A new microscope with tiny probe tips makes looking at single cells easier.

A new microscope with tiny probe tips makes looking at single cells easier.

With the desire to develop better approaches to treating and managing neurodegenerative diseases Albert Schulte and his team from Ruhr-University, Germany, have developed a new technique for looking at single living cells.

Schulte’s team developed a scanned probe microscope for investigating dynamic processes in single living cells. Their particular interest in studying cell-to-cell communication comes from a need to understand better underlying mechanisms for releasing electrochemically detectable neurotransmitters such as catecholamines or nitric oxide.

SECM

The team customised an inverted optical microscope to incorporate a constant-distance mode scanning electrochemical microscope (SECM). This system is favourable for making local electrochemical measurements on single living cells under physiological conditions. The optical microscope provides a high quality visual aid to identifying healthy cells and positioning probe tips next to these cells. The team focused on making miniaturised microelectrode tips, because they can show the cell’s metabolic reactions with a high spatial resolution and are therefore suitable for detecting cell substructures. Using their new and very flexible, conical carbon fibre microelectrodes the team has measured individual living cells topographically and electrochemically, and have used the SECM to detect catecholamines being released from single exocytotic vesicles.

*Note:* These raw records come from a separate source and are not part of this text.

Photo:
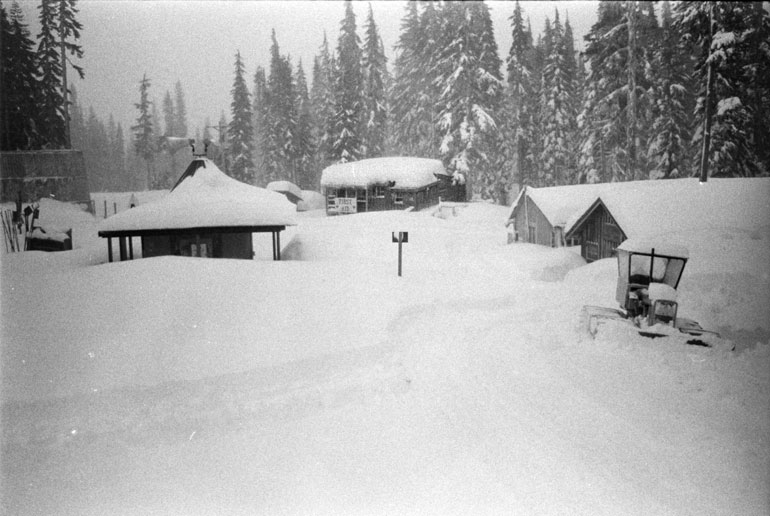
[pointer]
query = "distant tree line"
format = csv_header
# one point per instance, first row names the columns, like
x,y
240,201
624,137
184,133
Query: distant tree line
x,y
33,76
656,85
634,105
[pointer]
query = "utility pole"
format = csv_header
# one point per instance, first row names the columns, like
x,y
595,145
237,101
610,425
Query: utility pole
x,y
704,157
65,89
631,118
221,128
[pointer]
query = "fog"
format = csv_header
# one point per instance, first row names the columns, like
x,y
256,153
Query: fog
x,y
195,42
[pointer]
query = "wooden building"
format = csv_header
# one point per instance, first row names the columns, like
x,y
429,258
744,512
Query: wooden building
x,y
394,183
33,175
599,217
597,232
206,214
539,215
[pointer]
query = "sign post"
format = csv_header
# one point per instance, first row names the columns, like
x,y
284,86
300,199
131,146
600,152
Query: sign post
x,y
403,237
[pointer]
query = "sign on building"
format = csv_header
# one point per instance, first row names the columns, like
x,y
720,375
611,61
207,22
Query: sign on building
x,y
345,205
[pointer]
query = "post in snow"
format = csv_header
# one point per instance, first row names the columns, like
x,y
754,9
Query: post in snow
x,y
403,237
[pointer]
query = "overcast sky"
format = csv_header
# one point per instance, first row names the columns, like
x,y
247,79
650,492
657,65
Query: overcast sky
x,y
195,42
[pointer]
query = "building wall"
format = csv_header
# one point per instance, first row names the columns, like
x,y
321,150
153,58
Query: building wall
x,y
237,245
217,245
600,235
532,226
37,174
381,198
156,245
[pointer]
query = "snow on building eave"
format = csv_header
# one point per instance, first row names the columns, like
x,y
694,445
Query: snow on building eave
x,y
401,172
652,208
205,197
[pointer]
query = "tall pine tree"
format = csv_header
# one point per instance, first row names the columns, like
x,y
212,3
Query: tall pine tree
x,y
143,131
19,87
468,68
303,146
240,129
519,98
59,31
671,106
723,36
259,112
375,77
322,104
557,114
349,107
280,118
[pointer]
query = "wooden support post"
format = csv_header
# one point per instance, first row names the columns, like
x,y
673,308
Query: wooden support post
x,y
272,235
123,250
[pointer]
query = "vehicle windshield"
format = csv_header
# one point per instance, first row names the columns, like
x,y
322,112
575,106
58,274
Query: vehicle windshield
x,y
645,268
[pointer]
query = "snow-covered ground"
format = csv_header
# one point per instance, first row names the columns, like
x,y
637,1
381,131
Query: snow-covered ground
x,y
326,384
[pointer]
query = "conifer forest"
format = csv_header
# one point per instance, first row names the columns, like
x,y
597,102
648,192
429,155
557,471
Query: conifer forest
x,y
657,90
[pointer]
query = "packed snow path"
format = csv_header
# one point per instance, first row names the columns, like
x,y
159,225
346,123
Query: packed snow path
x,y
369,395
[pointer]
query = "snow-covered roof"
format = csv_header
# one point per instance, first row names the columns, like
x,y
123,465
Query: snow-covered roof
x,y
311,200
206,197
558,203
287,188
406,172
647,208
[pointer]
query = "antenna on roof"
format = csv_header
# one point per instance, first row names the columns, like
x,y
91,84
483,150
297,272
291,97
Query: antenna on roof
x,y
199,147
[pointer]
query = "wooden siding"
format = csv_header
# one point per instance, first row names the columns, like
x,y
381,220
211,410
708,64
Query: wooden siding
x,y
531,224
217,245
383,197
38,174
599,234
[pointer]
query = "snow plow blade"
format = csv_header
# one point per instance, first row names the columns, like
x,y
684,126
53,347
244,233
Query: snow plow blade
x,y
594,316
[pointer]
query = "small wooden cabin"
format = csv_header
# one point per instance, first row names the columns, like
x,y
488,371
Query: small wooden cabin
x,y
33,175
539,215
597,233
394,183
207,214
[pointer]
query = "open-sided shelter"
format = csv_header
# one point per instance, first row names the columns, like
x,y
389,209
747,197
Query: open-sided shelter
x,y
393,183
206,214
539,215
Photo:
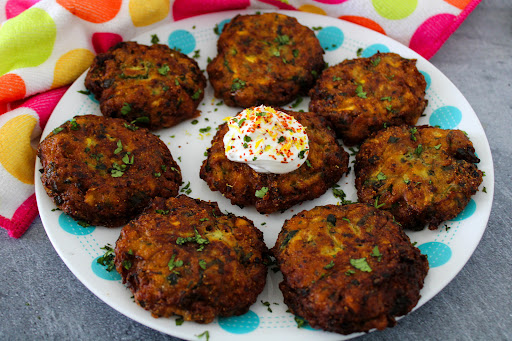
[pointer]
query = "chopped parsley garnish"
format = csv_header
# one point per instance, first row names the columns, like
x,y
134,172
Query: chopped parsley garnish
x,y
174,263
340,194
126,108
260,193
127,264
195,239
108,258
127,160
330,265
186,189
141,119
361,264
360,92
237,84
57,130
117,170
154,39
376,204
376,253
164,70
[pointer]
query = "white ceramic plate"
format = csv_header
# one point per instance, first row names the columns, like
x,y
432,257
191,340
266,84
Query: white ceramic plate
x,y
448,248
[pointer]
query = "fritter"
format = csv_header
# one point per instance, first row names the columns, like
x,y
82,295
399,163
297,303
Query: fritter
x,y
364,95
104,171
268,192
348,268
150,86
183,256
422,175
265,58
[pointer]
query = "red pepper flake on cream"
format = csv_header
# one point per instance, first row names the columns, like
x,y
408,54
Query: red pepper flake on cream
x,y
268,140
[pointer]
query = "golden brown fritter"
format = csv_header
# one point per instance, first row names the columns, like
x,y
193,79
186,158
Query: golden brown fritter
x,y
104,171
265,59
268,192
422,175
150,86
364,95
348,268
183,256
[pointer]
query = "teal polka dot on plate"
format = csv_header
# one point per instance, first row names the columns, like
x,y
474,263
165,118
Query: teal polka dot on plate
x,y
182,40
427,79
221,25
446,117
69,225
438,253
240,324
467,212
373,49
330,38
101,271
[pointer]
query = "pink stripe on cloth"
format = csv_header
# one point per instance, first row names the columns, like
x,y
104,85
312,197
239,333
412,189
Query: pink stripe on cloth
x,y
43,104
428,42
21,219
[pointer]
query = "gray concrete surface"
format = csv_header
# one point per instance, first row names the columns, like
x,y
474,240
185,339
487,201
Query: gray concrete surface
x,y
41,299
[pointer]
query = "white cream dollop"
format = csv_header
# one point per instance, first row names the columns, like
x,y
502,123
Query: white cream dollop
x,y
268,140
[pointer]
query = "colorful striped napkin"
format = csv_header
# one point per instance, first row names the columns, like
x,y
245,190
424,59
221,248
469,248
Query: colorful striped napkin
x,y
45,45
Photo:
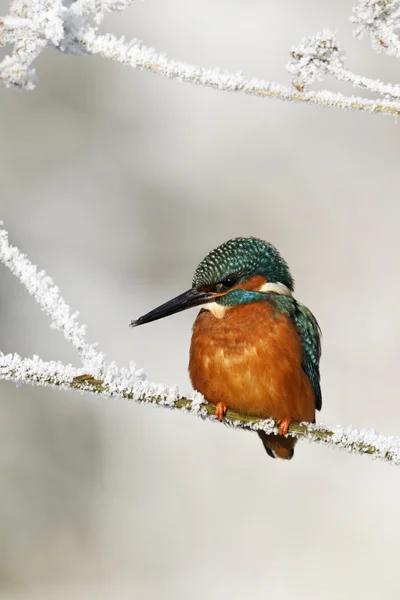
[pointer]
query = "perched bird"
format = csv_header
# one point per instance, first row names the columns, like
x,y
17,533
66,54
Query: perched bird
x,y
254,348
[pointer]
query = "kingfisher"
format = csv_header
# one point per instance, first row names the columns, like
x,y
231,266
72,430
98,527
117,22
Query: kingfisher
x,y
255,349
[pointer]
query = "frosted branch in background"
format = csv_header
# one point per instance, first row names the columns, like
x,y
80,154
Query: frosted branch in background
x,y
73,27
49,298
109,380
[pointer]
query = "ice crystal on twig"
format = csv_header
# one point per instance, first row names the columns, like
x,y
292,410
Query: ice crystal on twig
x,y
97,377
314,57
73,27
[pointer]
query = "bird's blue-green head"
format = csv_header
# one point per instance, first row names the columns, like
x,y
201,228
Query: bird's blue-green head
x,y
240,271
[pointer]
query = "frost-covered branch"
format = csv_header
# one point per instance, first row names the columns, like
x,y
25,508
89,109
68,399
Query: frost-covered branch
x,y
37,372
73,27
96,376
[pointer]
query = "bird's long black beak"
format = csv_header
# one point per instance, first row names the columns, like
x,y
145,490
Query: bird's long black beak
x,y
186,300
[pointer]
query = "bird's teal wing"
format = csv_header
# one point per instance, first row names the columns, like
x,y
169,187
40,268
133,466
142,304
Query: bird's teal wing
x,y
310,335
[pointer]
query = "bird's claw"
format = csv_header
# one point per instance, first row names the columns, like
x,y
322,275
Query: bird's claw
x,y
220,410
283,426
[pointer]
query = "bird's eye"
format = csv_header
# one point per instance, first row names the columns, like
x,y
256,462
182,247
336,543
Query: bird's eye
x,y
229,282
226,284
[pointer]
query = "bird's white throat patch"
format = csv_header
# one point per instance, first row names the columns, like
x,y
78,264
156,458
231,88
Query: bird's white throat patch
x,y
276,288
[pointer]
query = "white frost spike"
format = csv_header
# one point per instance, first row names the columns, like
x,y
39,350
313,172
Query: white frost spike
x,y
111,381
380,18
314,57
73,26
49,298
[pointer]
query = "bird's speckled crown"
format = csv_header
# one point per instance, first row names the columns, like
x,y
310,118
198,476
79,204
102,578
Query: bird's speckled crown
x,y
243,258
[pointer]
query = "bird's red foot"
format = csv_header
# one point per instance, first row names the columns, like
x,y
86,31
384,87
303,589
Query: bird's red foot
x,y
283,426
220,410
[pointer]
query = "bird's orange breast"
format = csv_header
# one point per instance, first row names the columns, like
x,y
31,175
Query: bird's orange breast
x,y
251,360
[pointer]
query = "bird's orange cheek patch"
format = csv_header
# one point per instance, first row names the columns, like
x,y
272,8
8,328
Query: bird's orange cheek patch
x,y
253,284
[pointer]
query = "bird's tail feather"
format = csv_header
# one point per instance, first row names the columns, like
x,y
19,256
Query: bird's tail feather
x,y
278,446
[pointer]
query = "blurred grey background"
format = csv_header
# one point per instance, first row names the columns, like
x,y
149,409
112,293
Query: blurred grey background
x,y
117,183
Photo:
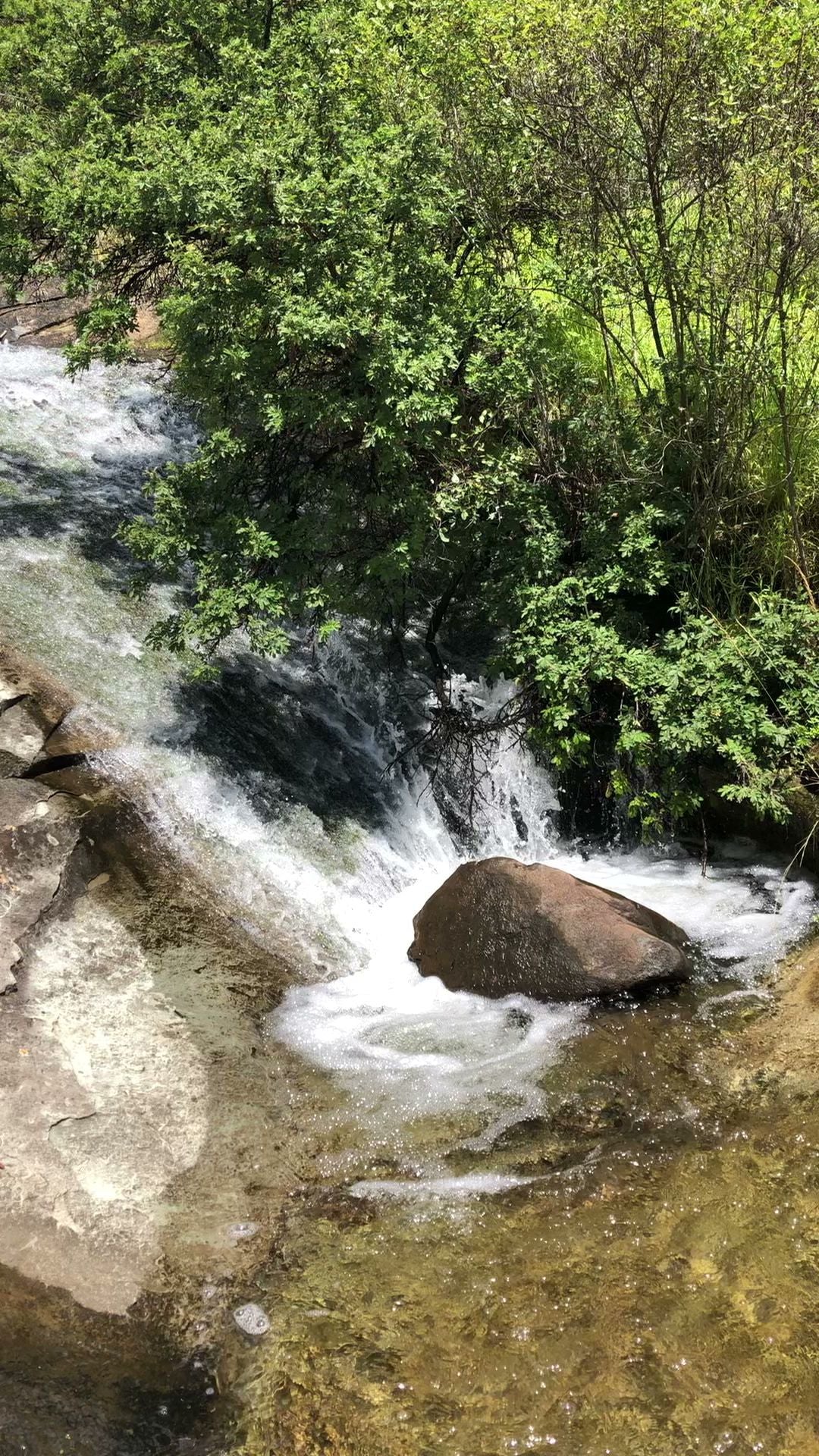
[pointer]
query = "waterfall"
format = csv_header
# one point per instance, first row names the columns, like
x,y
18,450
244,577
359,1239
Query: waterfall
x,y
278,785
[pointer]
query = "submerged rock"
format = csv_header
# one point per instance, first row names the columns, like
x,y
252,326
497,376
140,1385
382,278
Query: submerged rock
x,y
500,928
251,1320
37,842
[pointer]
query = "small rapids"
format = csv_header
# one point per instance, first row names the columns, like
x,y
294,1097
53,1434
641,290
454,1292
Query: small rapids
x,y
276,785
521,1225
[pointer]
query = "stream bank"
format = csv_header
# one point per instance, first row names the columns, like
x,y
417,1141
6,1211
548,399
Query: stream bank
x,y
482,1226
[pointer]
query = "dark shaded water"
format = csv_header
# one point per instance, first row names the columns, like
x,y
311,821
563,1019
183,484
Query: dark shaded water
x,y
519,1226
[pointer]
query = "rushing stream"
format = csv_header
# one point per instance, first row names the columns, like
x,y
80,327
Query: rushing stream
x,y
529,1226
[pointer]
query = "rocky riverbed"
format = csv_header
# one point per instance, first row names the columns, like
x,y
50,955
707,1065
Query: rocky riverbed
x,y
146,1147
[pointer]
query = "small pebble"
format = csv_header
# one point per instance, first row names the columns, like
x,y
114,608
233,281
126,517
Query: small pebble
x,y
251,1320
242,1231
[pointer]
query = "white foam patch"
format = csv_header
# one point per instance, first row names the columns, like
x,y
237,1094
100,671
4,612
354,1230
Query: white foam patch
x,y
436,1190
344,886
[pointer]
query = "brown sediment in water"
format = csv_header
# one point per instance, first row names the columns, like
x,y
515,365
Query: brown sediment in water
x,y
651,1293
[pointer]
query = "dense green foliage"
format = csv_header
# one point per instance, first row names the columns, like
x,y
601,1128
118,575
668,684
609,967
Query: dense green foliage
x,y
496,312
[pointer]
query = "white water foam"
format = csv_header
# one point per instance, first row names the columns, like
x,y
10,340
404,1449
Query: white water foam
x,y
276,786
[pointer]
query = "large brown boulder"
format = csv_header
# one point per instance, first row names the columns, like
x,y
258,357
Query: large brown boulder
x,y
500,928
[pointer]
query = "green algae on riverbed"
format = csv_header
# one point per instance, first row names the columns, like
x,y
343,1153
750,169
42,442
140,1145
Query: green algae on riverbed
x,y
656,1296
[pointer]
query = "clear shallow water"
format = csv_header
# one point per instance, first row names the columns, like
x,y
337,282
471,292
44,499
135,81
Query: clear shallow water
x,y
442,1116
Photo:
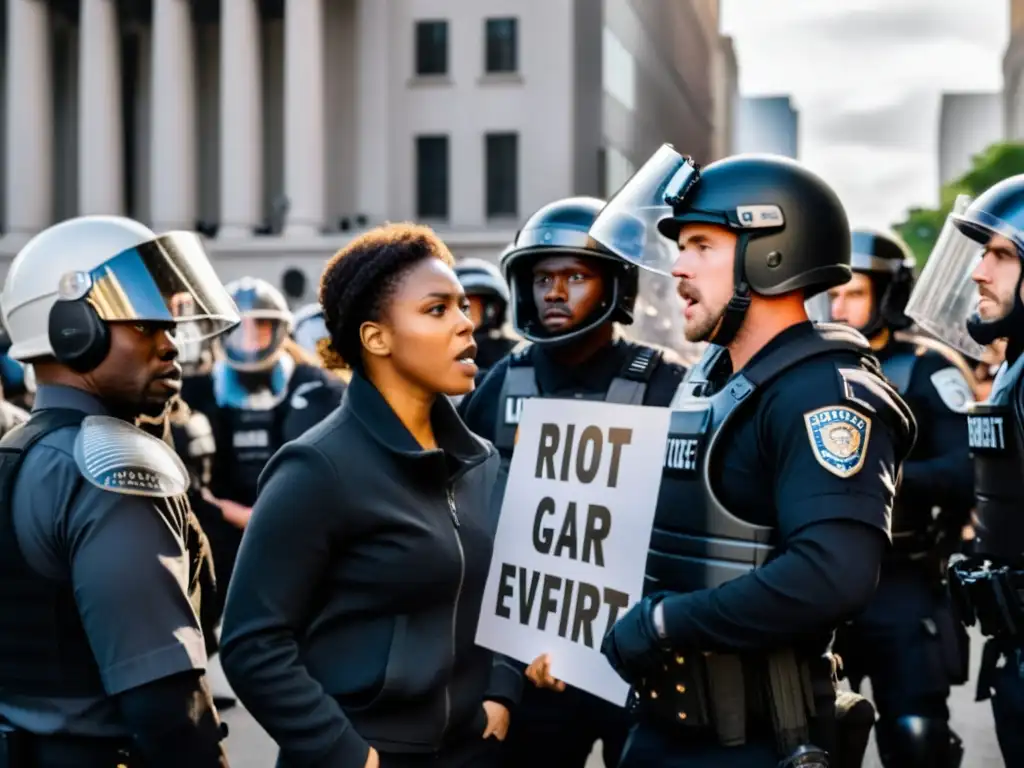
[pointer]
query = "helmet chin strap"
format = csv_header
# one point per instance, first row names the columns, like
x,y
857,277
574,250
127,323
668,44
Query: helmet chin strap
x,y
735,310
1010,326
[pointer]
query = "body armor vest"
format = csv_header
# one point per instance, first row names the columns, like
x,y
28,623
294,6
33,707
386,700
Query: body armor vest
x,y
247,438
696,543
914,529
993,434
44,650
629,388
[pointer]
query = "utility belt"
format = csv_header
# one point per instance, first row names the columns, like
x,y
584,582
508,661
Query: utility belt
x,y
737,698
23,750
990,594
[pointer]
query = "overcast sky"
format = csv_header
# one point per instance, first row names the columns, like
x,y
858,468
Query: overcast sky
x,y
865,76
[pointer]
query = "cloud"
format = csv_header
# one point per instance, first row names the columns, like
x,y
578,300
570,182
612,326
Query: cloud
x,y
866,77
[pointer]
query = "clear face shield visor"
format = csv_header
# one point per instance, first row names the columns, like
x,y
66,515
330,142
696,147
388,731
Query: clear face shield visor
x,y
162,281
628,224
945,296
254,343
310,331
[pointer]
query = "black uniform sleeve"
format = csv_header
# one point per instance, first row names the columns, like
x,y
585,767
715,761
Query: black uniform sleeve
x,y
130,571
833,517
285,552
944,476
174,723
478,409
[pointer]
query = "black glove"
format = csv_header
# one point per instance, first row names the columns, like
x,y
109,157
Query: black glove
x,y
632,645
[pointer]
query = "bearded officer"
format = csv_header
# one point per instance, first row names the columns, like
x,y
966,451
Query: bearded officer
x,y
256,399
907,641
969,295
568,294
488,300
101,655
771,525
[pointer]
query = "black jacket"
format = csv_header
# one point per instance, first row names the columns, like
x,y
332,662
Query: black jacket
x,y
352,610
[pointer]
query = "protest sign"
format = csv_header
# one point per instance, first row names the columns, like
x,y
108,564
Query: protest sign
x,y
571,542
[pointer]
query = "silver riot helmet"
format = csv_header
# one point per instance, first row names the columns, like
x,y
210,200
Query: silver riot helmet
x,y
960,297
266,322
309,328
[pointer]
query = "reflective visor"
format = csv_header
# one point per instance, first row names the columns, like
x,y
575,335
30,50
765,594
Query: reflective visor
x,y
945,296
153,282
309,331
254,342
628,224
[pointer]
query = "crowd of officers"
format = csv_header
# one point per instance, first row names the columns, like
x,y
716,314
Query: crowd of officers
x,y
838,476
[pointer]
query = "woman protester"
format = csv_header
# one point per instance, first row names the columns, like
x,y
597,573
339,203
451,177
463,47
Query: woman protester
x,y
350,620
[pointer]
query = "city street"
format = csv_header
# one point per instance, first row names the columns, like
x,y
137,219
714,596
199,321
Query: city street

Schulte envisages that this work will lead to different electrochemical techniques being applied to monitoring fluctuations in the concentration of biologically important messenger molecules. According to Schulte, this should ’lead to the early recognition of the onset of neurological and/or psychological disorders’.

To do this, Schulte has identified several major challenges, including making electrodes with tip diameters in the nanometer range, tailoring the selectivity of the electrodes towards target analytes and constructing multielectrode devices for taking measurements from more than one cell at a time or recording multiple analyte signals from the same cell.